Detta previsione, contenuta nell’art. 3, comma 1, lett. e), TUE,  per quanto qui interessa, dispone che costituiscono "interventi di nuova costruzione" – assoggettati al previo rilascio del permesso di costruire ex art. 10, comma 1, lett. a) - «quelli di  trasformazione edilizia e urbanistica del territorio non rientranti nelle  categorie definite alle lettere precedenti» e che «sono comunque da considerarsi tali…e.5) l'installazione di manufatti leggeri, anche prefabbricati, e di strutture di qualsiasi  genere,  quali  roulotte,  camper,  case mobili, imbarcazioni, che siano utilizzati come abitazioni,  ambienti di lavoro, oppure come depositi, magazzini e simili, ad eccezione  di quelli che siano diretti a soddisfare esigenze meramente temporanee o delle tende  e  delle  unità  abitative  mobili  con  meccanismi  di rotazione in funzione, e  loro  pertinenze  e  accessori,  che  siano collocate,  anche  in  via  continuativa,  in   strutture   ricettive all'aperto per la  sosta  e  il  soggiorno  dei  turisti  previamente autorizzate sotto il profilo urbanistico, edilizio e,  ove  previsto, paesaggistico,  che  non  posseggano  alcun  collegamento  di  natura permanente al terreno e presentino le caratteristiche dimensionali  e tecnico-costruttive previste dalle normative regionali di settore ove esistenti» (la citata lett. e.5 è stata così sostituita dall’art. 10 d.l. 16 luglio 2020, n. 76, recante Misure urgenti per la semplificazione e l'innovazione digitale, conv., con modiff., in l. 11 settembre 2020, n. 120).
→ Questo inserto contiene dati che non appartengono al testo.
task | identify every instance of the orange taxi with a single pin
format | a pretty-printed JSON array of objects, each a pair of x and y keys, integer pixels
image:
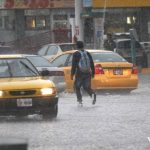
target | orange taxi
[{"x": 112, "y": 71}]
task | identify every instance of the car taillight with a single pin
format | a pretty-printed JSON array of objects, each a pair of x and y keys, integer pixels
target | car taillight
[
  {"x": 134, "y": 69},
  {"x": 99, "y": 69}
]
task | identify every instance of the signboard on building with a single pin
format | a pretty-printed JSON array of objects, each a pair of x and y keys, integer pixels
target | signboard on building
[
  {"x": 118, "y": 3},
  {"x": 87, "y": 3},
  {"x": 22, "y": 4}
]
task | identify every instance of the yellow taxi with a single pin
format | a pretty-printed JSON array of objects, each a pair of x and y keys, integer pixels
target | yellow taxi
[
  {"x": 112, "y": 71},
  {"x": 23, "y": 90}
]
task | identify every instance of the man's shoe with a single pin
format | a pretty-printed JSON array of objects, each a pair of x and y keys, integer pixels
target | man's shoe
[{"x": 93, "y": 98}]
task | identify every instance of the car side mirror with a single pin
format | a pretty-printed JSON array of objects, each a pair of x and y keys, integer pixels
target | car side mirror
[{"x": 44, "y": 73}]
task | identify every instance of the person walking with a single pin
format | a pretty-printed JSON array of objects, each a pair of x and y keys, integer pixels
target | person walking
[
  {"x": 83, "y": 71},
  {"x": 109, "y": 43}
]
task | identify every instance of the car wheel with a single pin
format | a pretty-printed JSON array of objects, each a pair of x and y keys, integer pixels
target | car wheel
[{"x": 51, "y": 113}]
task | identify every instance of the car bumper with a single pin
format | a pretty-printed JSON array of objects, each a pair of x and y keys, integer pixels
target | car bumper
[
  {"x": 10, "y": 106},
  {"x": 115, "y": 83}
]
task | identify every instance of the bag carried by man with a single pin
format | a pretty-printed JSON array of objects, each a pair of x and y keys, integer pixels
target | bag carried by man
[{"x": 84, "y": 62}]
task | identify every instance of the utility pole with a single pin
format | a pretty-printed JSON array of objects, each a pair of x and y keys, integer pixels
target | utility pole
[{"x": 78, "y": 21}]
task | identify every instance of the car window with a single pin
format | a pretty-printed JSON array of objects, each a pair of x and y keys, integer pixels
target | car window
[
  {"x": 52, "y": 50},
  {"x": 66, "y": 47},
  {"x": 43, "y": 50},
  {"x": 107, "y": 57},
  {"x": 60, "y": 61},
  {"x": 69, "y": 62},
  {"x": 16, "y": 68},
  {"x": 39, "y": 61}
]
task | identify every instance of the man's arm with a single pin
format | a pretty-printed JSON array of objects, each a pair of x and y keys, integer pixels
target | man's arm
[
  {"x": 92, "y": 65},
  {"x": 74, "y": 65}
]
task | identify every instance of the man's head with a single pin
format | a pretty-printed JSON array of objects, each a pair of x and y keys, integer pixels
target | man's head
[{"x": 80, "y": 45}]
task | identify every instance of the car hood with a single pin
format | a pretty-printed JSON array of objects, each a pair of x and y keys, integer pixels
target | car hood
[
  {"x": 49, "y": 68},
  {"x": 24, "y": 83}
]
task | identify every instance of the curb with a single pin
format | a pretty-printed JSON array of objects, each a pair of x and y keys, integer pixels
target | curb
[{"x": 145, "y": 71}]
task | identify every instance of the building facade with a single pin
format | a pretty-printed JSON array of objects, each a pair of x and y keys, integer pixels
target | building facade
[{"x": 39, "y": 21}]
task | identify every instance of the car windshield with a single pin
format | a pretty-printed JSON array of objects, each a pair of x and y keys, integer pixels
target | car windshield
[
  {"x": 39, "y": 61},
  {"x": 66, "y": 47},
  {"x": 107, "y": 57},
  {"x": 16, "y": 68}
]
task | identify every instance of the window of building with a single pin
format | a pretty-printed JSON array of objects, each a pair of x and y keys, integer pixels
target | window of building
[
  {"x": 37, "y": 22},
  {"x": 60, "y": 21}
]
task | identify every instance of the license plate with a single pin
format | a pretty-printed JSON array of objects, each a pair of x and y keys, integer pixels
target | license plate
[
  {"x": 24, "y": 102},
  {"x": 118, "y": 72}
]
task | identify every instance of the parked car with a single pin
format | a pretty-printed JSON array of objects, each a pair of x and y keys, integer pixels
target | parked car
[
  {"x": 112, "y": 71},
  {"x": 121, "y": 35},
  {"x": 6, "y": 50},
  {"x": 23, "y": 91},
  {"x": 50, "y": 50},
  {"x": 54, "y": 73},
  {"x": 123, "y": 48}
]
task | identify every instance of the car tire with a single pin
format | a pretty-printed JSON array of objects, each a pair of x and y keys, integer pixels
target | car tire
[{"x": 51, "y": 113}]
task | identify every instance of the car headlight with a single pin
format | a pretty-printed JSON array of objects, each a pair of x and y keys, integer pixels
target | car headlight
[
  {"x": 47, "y": 91},
  {"x": 1, "y": 93}
]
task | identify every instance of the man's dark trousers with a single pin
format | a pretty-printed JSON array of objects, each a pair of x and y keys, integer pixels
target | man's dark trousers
[{"x": 83, "y": 80}]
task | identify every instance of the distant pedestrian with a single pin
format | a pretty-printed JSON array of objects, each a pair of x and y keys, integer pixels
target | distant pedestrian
[
  {"x": 83, "y": 71},
  {"x": 109, "y": 43}
]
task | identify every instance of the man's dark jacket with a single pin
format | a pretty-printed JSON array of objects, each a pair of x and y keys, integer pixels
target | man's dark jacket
[{"x": 75, "y": 61}]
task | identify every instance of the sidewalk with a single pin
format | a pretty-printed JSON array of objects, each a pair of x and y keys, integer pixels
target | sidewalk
[{"x": 145, "y": 71}]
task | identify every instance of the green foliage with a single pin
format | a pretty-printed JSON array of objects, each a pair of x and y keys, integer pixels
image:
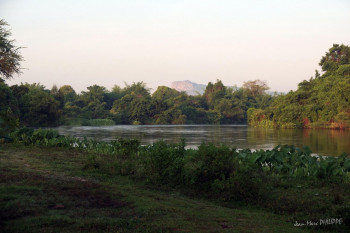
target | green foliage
[
  {"x": 219, "y": 171},
  {"x": 9, "y": 112},
  {"x": 321, "y": 102},
  {"x": 10, "y": 56}
]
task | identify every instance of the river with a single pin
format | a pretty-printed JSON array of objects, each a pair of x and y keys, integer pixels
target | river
[{"x": 323, "y": 142}]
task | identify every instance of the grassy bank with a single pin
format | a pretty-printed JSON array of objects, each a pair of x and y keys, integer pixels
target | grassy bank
[{"x": 51, "y": 190}]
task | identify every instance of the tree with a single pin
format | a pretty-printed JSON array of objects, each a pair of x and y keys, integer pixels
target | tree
[
  {"x": 256, "y": 87},
  {"x": 10, "y": 56},
  {"x": 336, "y": 56}
]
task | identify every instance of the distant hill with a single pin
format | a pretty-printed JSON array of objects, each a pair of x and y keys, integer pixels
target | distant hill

La previsione in tal senso “novellata” – dai ricorrenti invocata perché evidentemente ritenuta più favorevole ed in quanto tale da applicarsi quale norma integratrice del precetto penale, ex art. 2, quarto comma, cod. pen. – ha sostituito quella precedentemente vigente e (per lo più) applicabile ratione temporis, vale a dire la disposizione risultante dall’interpolazione operata con l. 28 dicembre 2015, n. 221, secondo cui è comunque da considerarsi intervento di nuova costruzione assoggettato al previo rilascio del permesso di costruire «e.5) l'installazione di manufatti leggeri, anche prefabbricati, e di strutture di qualsiasi  genere,  quali  roulottes,  campers,  case mobili, imbarcazioni, che siano utilizzati come abitazioni,  ambienti di lavoro, oppure come depositi, magazzini e simili, ad eccezione  di quelli che siano diretti a soddisfare esigenze meramente temporanee o siano ricompresi  in strutture ricettive all'aperto per la  sosta  e  il  soggiorno  dei  turisti,  previamente autorizzate sotto il profilo urbanistico, edilizio e,  ove  previsto, paesaggistico,  in conformità alle normative regionali di settore».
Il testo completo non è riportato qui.